Sunday, 17 January 2010


The Haiti earthquake, and subsequent comments by the likes of Pat Robertson - got me, and no doubt most people, thinking about Voltaire. Well, we can't think about him often enough. I must thank Mr. Thomas S. Vernon for putting all it so elegantly.

ON NOVEMBER 1, 1755, Lisbon, the capital of Portugal, was virtually destroyed by a terrible earthquake that resulted in the deaths of many thousands of people. In statistical terms this event is by no means at the top of the list of the world's great disasters, but it made a lasting impression on the minds of literate people.
Many of us today know about the Lisbon earthquake who never heard of the more destructive events that have occurred both before and since in various parts of the civilized world.
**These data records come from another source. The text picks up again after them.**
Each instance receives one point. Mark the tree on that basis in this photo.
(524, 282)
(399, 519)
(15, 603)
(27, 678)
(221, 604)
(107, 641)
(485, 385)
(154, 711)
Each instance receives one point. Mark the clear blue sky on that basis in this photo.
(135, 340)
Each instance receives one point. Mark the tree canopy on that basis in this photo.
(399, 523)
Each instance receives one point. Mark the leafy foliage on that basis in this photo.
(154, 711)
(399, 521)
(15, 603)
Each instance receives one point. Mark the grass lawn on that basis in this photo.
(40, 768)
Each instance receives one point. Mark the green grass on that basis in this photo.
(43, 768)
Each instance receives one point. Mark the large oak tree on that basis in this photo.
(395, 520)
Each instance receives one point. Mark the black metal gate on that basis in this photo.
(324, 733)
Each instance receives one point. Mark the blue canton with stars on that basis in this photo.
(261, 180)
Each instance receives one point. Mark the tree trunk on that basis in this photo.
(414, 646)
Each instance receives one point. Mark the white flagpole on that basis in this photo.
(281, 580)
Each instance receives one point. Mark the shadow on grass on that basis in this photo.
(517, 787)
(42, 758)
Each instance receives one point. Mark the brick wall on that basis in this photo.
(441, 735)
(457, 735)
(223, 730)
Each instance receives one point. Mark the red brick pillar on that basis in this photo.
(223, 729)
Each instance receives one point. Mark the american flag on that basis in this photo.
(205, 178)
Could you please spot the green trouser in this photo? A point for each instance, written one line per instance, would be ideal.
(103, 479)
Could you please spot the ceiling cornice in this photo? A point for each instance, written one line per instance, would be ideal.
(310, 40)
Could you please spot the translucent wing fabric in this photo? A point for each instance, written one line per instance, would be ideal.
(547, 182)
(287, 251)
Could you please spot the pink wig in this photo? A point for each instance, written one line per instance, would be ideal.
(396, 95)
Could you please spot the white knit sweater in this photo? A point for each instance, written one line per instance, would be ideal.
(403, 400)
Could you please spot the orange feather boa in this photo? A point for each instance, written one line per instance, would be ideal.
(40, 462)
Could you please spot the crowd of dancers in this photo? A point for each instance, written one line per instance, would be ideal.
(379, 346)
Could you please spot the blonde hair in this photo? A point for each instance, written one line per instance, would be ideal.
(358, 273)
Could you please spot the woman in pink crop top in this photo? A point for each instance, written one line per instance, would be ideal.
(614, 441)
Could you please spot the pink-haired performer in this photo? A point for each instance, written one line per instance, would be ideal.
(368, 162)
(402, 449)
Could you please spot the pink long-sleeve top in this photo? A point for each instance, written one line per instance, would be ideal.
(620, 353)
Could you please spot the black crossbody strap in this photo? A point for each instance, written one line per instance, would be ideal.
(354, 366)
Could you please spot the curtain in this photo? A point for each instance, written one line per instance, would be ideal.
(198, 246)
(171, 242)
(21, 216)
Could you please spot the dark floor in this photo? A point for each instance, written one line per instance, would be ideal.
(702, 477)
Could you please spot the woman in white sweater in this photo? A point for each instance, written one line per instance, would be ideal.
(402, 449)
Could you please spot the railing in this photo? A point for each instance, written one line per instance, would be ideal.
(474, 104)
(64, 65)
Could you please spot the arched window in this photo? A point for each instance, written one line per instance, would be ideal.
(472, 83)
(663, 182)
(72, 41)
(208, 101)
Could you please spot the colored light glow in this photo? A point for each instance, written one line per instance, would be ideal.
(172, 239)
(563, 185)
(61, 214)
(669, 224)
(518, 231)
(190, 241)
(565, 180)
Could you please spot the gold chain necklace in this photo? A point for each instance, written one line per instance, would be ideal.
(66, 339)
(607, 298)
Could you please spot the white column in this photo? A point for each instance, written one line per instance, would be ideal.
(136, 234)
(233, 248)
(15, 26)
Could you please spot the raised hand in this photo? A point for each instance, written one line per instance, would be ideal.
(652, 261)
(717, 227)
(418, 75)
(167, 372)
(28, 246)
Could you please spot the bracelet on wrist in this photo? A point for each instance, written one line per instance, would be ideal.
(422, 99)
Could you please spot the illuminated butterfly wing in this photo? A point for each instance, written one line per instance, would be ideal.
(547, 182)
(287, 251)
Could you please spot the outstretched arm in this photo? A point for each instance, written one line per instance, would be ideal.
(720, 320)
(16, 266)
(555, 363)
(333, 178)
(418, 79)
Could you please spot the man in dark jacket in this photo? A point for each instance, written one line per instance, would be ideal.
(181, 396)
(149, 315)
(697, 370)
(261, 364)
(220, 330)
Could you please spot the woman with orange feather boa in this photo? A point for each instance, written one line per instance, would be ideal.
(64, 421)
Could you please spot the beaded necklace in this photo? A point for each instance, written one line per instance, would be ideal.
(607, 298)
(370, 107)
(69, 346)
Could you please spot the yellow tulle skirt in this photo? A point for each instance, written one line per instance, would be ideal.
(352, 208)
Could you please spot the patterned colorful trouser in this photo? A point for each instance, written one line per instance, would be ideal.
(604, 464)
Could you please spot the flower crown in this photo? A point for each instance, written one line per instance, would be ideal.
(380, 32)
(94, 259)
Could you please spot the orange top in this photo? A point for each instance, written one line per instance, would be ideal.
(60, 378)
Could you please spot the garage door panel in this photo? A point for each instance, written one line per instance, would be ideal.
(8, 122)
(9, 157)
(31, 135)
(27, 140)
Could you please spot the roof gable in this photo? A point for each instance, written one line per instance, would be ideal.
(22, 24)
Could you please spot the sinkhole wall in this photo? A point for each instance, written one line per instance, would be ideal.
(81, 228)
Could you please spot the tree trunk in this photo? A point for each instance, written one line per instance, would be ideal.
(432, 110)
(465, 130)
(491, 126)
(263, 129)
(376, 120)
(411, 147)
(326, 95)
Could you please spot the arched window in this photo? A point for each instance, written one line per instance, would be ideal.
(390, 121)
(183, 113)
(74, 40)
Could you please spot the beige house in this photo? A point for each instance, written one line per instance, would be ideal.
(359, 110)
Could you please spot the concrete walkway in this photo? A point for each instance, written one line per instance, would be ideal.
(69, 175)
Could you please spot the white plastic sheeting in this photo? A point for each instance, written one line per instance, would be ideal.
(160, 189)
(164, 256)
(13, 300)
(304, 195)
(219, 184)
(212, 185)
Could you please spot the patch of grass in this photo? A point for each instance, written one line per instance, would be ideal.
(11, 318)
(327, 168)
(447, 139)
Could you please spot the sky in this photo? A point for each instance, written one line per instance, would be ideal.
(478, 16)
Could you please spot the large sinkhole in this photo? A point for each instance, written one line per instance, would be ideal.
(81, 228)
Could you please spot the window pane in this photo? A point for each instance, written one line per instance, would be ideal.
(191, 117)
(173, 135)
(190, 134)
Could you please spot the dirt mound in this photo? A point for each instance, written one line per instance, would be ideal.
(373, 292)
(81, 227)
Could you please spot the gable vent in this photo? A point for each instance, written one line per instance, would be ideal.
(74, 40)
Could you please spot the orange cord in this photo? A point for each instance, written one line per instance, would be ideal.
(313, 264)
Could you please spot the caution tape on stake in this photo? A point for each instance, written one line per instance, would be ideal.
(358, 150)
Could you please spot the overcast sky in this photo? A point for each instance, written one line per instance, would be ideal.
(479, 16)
What made the Lisbon earthquake so memorable? No doubt mainly the fact that it was thought about and written about by one man, François Marie Arouet de Voltaire. The tragedy made a life-changing impression on the mind of this man, not only because of the immeasurable human suffering involved, but also because of its religious significance.

When news of the tragedy reached Voltaire he wrote to a friend as follows:

'One would have great difficulty in divining how the laws of movement operate such frightful disasters in the best of all possible worlds.... What will the preachers say, especially if the palace of the Inquisition has been left standing? I flatter myself that the reverend father inquisitors will have been crushed like the others. That should teach men not to persecute men.'

'The best of all possible worlds' is a reference to Gottfried Leibniz, the German philosopher who, in 1710, had published a work explaining that the evil and suffering we witness are necessary features of a world which otherwise would not be as perfect as it is.
This was a popular view among philosophers and theologians of the time: our limited minds cannot grasp reality as it is perceived by an infinite, benevolent, and all-powerful God who, out of an infinite number of possible worlds, has created the best that could be.
This is one way of dealing with what is known in the history of thought as the problem of evil: why do evil and suffering abound in a world created by a beneficent and all-powerful Creator?
The answer, according to Leibniz and others is that we would realize that everything is really for the best, could we but see things from God's point of view. To Voltaire such a resolution of the problem had long seemed insupportable, and the Lisbon earthquake appeared to attack and demolish once and for all a philosophy that insulted human dignity and intelligence.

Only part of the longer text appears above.